Relativistic quantum information theory and quantum reference frames

TL;DR

This thesis develops a relativistic quantum information framework for localized qubits in curved spacetime and explores quantum reference frames, revealing how changing frames induces decoherence and advancing the understanding of quantum relativity.

Contribution

It introduces a fundamental construction of quantum information theory for localized qubits in curved spacetime and analyzes quantum reference frames, including decoherence effects.

Findings

Quantum experiments on photons and electrons near Earth modeled.

Decoherence is induced when changing quantum reference frames.

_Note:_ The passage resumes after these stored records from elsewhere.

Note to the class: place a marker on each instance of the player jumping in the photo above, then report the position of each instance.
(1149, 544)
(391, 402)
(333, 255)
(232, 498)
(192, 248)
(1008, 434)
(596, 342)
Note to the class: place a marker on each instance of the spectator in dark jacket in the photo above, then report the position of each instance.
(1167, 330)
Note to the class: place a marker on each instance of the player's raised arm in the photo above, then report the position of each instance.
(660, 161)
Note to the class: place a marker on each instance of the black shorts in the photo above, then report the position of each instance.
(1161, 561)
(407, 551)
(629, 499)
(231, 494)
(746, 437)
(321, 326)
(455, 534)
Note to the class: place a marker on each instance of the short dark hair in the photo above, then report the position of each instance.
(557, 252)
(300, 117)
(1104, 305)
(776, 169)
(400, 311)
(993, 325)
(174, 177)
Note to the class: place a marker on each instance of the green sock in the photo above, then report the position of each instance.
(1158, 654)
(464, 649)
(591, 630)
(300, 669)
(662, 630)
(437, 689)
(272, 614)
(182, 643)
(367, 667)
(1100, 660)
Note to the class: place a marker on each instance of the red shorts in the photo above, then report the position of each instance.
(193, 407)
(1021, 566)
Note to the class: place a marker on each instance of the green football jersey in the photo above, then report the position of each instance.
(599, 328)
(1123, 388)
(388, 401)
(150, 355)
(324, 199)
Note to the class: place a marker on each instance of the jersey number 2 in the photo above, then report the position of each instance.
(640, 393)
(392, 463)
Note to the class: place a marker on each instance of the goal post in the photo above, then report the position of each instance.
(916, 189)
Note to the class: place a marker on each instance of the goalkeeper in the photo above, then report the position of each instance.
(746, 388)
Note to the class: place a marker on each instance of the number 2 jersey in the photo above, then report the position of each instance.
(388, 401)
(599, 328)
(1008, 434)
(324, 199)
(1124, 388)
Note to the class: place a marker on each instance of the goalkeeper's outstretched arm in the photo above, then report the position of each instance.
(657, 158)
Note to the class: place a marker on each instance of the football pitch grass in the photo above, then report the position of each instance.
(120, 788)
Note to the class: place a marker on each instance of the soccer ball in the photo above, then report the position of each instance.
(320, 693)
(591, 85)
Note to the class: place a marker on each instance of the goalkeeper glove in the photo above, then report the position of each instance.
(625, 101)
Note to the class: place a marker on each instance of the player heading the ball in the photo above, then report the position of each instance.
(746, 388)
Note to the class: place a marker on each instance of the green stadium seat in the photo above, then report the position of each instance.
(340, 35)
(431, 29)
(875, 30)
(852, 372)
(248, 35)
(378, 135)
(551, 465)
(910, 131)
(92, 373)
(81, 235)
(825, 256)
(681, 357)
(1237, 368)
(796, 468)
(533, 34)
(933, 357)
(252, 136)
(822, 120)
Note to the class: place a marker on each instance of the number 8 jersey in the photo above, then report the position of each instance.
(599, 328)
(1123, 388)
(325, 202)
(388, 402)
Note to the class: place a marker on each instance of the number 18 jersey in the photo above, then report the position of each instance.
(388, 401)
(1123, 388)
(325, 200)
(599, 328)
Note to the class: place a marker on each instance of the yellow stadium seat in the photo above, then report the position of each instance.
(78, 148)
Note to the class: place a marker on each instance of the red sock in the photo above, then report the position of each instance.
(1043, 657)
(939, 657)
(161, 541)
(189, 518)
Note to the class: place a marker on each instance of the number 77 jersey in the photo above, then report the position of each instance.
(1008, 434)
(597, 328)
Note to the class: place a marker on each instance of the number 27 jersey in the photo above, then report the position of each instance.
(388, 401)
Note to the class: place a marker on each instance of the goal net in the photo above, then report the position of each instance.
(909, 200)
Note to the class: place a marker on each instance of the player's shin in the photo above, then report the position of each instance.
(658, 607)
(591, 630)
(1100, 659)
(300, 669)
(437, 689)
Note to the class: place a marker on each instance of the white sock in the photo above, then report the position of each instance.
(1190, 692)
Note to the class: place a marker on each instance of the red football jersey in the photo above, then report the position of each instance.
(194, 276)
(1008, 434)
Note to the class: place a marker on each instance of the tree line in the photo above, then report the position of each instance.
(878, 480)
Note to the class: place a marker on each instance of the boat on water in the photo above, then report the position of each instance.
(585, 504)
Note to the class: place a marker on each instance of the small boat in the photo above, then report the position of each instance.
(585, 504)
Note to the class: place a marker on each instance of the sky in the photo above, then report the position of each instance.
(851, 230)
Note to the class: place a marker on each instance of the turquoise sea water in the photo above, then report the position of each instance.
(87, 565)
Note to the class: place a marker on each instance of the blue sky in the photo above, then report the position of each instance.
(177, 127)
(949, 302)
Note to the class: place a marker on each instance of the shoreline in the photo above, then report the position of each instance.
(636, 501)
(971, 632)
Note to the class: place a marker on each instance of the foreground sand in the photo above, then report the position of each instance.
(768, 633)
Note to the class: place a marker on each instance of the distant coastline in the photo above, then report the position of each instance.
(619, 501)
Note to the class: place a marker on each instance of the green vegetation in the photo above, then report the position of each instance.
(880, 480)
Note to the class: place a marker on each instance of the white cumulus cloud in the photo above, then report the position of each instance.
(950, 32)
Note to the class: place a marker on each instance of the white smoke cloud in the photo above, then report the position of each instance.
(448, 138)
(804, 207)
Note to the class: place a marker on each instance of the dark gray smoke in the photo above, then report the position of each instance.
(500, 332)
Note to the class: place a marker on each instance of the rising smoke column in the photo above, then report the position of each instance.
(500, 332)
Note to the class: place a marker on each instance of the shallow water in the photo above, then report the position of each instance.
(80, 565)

A theoretical basis for quantum relativity principles established.

Abstract

This thesis is a compilation of research in relativistic quantum information theory, and research in quantum reference frames. The research in the former category provides a fundamental construction of quantum information theory of localised qubits in curved spacetimes. For example, this concerns quantum experiments on free-space photons and electrons in the vicinity of the Earth. From field theory a description of localised qubits that traverse classical trajectories in curved spacetimes is obtained, for photons and massive spin-1/2 fermions. The equations governing the evolution of the two-dimensional quantum state and its absolute phase are determined. Quantum information theory of these qubits is then developed. The Stern-Gerlach measurement formalism for massive spin-1/2 fermions is also derived from field theory. In the latter category of research, the process of changing reference frames is considered for the case where the reference frames are quantum systems. As part of this process, it is shown that decoherence is necessarily induced on any quantum system described relative to these frames. This process is explored using examples involving quantum reference frames for phase and orientation. Quantifying the effect of changing quantum reference frames provides a theoretical description for this process in quantum experiments, and serves as a first step in developing a relativity principle for theories in which all objects including reference frames are necessarily quantum.